Stricker hit two short jumpers for his points and committed a foul. He didn't figure then it would be his only NBA game, but he never was picked up by another team. He played the 1971-72 season in France and then, after getting married, returned to California to become a coach and teacher.

"I averaged more points per minute in my career than Michael Jordan. More than twice as many points," Stricker said. "I had a whole new expression from having your 15 minutes of fame. I had two minutes of fame."

One of Stricker's teammates in Portland was Geoff Petrie, who would go on that season to be chosen co-Rookie of the Year. Petrie is now Sacramento's general manager and hired Brooks to serve as an assistant coach in 2006-07.

"I've run into Bill a few times over the years and he always talks about that (one game)," Petrie said. "It's getting harder for me to remember anything from that season, but Bill is a very close friend of Scotty's and a really good guy."

While Petrie might not have told Brooks stories about Stricker's one game, that's not a problem. Brooks has heard about it plenty of times straight from the source.

"It's quite a story," Brooks said. "Most people would love to have one game in the NBA, and he can be one of those guys that says, 'You know what, I had one game.' It's a great story."

For a while, it looked as if Brooks might not even have one game. After averaging 23.8 points per game for Cal-Irvine in 1986-87, he wasn't drafted. He spent 1987-88 with the Continental Basketball Association's Albany Patroons and later played for the Fresno Flames of the World Basketball League, which was for players shorter than 6-5.

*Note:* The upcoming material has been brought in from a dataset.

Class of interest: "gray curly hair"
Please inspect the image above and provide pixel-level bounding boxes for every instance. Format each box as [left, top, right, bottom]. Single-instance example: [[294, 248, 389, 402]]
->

But Brooks got his NBA opportunity when Philadelphia signed him as a free agent in 1988. In his 10 NBA seasons as a reserve point guard, he also toiled for Minnesota, Houston, Dallas, New York and Cleveland. The highlight for Brooks, who had a career scoring average of 4.9 points while shooting 37.2 percent from three-point range, was winning an NBA title with the Rockets in 1993-94.

Now, Brooks is back in the Finals, but on the bench. It comes after he had been an NBA assistant with Denver, Sacramento and Seattle/Oklahoma City for five-plus years, then was elevated to head coach when P.J. Carlesimo was fired after a 1-12 start in 2008-09.

"I just know coach Stricker is super proud now," Inderbitzin said of Stricker, who has a son, Matt, 32, and daughter, Stacia, 29. "He considers Scott just like one of his sons. I called him right after (the Thunder) made it to the Finals and he was really emotional."

No wonder. Brooks’ NBA career sure has turned out a lot better than Stricker’s.

"It's nice to see that he was able to do more than me," Stricker said. "It is like a father wanting his son to go farther than he did. When you're that close to somebody, as I am with Scott, you become involved in their dreams. When somebody that close to you reaches a dream, you feel fulfilled for them because you know how hard he worked for it."

The ultimate dream for Brooks and Stricker would be for Oklahoma City to defeat Miami for the NBA title. A win on Father's Day would help that become a reality.